Discussion Thread for the Continuous GW Search known as O2MD1 (now O2MDF - GPUs only)

B.I.G
B.I.G
Joined: 26 Oct 07
Posts: 117
Credit: 1176960561
RAC: 978062

Richie wrote:GT 650M was

Richie wrote:
GT 650M was reported to work under Mac

I unfortunately have to correct that, while it worked in the beta I got 4 tasks for my MacBook with that GPU yesterday and all failed. So the 2.0.3 tasks seem to not work on that GPU on macOS...

B.I.G
B.I.G
Joined: 26 Oct 07
Posts: 117
Credit: 1176960561
RAC: 978062

Gary Roberts wrote:Did you

Gary Roberts wrote:
Did you even try opening a command prompt (terminal window) and issuing the clinfo command?

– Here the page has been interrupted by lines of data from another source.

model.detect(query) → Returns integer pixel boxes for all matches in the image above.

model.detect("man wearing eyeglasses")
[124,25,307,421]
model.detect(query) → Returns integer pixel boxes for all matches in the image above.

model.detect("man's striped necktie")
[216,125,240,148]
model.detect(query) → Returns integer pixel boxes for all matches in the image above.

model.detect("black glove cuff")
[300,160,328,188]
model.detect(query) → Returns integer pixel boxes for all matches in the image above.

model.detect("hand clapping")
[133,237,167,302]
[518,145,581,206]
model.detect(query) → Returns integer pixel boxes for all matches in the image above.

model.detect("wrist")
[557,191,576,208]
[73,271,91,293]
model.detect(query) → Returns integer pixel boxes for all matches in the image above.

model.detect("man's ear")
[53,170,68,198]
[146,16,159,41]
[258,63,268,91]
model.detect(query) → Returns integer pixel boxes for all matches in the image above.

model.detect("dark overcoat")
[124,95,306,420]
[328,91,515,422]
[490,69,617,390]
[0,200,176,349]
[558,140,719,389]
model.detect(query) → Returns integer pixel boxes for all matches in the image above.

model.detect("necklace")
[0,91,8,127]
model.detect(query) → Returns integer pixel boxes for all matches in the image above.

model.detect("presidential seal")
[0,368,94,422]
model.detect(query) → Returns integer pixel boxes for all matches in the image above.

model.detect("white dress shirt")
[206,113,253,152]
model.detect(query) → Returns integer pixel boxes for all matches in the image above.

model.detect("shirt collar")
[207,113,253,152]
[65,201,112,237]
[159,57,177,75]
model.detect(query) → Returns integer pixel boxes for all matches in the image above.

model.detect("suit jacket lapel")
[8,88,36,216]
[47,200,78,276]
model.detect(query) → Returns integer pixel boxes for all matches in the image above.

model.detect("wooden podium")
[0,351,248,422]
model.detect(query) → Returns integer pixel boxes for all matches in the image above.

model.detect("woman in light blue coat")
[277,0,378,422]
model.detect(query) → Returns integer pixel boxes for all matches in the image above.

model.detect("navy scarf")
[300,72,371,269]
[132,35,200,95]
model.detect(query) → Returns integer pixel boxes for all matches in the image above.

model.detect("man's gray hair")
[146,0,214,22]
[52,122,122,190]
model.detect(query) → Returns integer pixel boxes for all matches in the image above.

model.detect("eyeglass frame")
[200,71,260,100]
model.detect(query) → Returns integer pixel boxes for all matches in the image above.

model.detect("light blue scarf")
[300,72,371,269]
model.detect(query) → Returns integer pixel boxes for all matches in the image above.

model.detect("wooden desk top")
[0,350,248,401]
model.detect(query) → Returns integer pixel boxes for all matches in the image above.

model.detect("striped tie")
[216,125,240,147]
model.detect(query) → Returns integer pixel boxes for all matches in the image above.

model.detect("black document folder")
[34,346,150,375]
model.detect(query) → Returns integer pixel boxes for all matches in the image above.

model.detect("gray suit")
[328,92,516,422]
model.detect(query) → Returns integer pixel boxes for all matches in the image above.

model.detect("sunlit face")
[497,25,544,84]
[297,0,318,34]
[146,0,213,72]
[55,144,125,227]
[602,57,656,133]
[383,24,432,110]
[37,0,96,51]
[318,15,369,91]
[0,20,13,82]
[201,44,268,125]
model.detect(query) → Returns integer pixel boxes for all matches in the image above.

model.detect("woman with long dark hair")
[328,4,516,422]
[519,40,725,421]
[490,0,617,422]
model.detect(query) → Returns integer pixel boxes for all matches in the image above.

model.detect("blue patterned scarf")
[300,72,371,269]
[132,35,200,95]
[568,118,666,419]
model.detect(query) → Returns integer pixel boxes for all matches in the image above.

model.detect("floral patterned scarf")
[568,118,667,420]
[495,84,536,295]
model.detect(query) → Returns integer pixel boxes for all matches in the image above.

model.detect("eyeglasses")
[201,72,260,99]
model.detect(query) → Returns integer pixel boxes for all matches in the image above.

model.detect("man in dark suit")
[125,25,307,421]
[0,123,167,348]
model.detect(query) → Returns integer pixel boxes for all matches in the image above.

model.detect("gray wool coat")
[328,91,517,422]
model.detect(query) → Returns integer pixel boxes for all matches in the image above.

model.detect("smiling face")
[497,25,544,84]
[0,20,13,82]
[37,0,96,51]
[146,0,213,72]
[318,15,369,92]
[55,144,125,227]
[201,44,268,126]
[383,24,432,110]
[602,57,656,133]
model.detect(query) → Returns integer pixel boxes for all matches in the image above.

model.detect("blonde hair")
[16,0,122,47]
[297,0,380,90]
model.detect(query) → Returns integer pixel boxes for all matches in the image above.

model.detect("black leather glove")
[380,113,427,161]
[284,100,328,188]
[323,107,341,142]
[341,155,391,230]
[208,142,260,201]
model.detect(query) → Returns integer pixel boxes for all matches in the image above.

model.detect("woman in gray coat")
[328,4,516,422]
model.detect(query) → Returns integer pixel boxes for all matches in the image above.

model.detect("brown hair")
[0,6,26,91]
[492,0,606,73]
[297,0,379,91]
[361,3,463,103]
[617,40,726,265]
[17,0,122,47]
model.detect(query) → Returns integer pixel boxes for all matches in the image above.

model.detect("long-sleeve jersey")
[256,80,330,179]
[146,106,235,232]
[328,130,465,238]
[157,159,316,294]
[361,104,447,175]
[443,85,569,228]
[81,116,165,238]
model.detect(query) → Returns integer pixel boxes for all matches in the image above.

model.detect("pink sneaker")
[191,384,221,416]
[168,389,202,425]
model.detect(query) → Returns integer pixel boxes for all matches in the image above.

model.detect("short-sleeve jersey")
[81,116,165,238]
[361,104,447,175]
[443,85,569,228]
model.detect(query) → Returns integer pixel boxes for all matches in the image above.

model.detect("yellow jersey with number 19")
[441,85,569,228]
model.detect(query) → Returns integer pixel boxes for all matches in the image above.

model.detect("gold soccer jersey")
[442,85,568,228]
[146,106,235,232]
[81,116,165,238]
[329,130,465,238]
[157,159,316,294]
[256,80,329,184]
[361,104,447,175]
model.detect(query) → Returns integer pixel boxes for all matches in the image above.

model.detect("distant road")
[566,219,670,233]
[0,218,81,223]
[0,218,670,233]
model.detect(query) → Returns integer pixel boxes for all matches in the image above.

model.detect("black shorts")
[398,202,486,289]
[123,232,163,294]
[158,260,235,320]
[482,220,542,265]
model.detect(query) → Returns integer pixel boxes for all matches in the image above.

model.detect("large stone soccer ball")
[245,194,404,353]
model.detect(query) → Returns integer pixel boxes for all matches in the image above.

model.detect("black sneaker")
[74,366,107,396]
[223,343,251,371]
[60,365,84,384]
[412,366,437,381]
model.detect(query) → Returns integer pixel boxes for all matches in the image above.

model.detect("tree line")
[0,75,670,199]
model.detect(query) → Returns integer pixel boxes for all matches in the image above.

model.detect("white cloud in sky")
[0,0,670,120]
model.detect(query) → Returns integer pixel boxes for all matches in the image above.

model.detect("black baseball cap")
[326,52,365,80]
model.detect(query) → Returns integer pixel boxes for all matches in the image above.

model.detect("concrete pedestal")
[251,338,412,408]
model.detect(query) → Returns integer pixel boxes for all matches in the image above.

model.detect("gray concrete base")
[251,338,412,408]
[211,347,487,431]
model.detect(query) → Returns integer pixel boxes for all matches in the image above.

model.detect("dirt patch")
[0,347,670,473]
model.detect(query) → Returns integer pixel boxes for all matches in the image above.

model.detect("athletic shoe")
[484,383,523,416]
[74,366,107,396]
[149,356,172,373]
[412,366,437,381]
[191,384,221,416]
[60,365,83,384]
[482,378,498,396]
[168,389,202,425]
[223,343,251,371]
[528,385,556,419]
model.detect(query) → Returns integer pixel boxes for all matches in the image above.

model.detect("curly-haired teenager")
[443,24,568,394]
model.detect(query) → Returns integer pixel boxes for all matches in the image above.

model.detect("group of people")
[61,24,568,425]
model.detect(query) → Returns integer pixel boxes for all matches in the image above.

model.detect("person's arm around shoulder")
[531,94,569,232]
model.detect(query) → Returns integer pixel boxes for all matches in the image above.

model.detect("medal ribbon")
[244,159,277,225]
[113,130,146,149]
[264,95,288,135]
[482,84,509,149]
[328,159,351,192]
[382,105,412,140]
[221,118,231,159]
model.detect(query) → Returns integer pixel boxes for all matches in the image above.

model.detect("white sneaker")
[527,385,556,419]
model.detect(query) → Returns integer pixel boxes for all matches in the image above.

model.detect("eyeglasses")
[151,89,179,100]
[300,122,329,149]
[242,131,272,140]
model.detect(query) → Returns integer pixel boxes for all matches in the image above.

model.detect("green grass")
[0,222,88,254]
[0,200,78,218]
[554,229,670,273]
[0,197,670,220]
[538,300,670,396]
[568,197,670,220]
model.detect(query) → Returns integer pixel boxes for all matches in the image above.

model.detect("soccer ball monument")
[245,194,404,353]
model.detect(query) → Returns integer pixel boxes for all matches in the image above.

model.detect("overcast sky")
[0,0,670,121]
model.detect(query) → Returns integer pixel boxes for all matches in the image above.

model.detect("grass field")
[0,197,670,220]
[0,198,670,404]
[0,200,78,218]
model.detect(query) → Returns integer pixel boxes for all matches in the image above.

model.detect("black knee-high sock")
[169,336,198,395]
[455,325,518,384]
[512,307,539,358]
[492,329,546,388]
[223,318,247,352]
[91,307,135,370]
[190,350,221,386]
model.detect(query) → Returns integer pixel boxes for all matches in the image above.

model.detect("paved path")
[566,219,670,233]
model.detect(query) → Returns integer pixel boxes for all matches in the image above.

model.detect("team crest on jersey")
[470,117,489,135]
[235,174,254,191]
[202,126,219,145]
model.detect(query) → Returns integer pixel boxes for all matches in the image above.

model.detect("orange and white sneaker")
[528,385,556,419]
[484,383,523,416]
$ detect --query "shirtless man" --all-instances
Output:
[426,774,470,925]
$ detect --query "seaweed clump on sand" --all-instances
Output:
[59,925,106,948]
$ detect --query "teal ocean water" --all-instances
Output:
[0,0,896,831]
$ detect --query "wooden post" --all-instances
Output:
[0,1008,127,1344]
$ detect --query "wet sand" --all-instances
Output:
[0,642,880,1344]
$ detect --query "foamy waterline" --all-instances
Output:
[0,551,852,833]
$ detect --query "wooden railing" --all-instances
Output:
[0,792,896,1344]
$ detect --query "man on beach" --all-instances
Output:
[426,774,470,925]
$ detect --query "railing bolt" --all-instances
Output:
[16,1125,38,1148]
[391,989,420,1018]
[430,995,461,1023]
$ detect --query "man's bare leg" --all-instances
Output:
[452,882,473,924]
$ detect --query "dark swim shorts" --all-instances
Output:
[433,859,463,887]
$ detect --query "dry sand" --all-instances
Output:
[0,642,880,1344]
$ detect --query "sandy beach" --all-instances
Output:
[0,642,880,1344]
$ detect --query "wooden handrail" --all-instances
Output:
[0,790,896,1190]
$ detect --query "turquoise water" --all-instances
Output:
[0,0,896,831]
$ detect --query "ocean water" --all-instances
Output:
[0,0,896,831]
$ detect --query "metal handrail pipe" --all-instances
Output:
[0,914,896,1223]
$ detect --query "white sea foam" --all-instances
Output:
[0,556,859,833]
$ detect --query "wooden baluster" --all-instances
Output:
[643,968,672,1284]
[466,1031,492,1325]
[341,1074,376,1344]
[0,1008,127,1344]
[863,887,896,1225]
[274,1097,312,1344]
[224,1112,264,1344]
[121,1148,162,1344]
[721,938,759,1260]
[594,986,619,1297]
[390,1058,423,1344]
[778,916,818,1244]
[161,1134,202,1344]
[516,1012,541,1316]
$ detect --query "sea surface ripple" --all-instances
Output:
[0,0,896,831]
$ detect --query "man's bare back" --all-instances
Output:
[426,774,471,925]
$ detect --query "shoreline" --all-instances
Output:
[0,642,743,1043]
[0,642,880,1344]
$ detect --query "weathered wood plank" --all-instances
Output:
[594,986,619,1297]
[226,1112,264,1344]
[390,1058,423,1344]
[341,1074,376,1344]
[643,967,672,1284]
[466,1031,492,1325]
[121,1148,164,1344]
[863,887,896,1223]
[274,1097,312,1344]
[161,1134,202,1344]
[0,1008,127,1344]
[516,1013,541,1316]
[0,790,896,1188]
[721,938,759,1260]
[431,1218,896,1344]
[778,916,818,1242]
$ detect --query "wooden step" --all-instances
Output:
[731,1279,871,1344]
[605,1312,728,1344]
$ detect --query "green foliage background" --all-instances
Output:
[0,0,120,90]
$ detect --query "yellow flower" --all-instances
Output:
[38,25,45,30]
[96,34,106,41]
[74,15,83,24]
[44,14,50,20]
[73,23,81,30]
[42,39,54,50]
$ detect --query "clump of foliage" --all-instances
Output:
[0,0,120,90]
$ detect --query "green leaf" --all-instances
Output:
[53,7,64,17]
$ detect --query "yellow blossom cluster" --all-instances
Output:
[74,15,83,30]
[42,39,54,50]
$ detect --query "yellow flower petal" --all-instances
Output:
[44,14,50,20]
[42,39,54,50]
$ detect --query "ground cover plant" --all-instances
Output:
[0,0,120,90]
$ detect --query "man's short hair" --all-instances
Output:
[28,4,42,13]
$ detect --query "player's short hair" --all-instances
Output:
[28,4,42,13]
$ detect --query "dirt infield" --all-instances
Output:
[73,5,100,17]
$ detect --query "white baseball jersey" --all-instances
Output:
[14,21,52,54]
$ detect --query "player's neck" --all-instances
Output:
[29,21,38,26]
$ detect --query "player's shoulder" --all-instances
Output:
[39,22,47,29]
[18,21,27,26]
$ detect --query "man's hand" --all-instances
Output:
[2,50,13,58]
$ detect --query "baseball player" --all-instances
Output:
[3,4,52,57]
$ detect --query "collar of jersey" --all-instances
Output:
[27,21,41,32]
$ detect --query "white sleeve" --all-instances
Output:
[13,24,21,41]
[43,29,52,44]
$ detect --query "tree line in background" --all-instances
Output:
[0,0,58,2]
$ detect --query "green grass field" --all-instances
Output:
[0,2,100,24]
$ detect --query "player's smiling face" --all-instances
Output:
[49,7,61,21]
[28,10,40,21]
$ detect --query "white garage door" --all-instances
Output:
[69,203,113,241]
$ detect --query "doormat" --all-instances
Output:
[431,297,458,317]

Yes but unfortunately I can't find any information on clinfo for macOS.

So I tried "man clinfo" but no entry for it.

 

It unfortunately seems that macOS is indeed a dead end for most computing work. Going to switch to Windows anways because this is only the tip of the iceberg. Thanks a lot for your help and input.

Richie
Richie
Joined: 7 Mar 14
Posts: 656
Credit: 1702989778
RAC: 0

B.I.G wrote:Richie wrote:GT

B.I.G wrote:
Richie wrote:
GT 650M was reported to work under Mac

I unfortunately have to correct that, while it worked in the beta I got 4 tasks for my MacBook with that GPU yesterday and all failed. So the 2.0.3 tasks seem to not work on that GPU on macOS...

Ok, thanks for the info!

Richie wrote:
I saw a host with GT 630 2GB (Fermi chip, GF108) and it had successful validations under Windows.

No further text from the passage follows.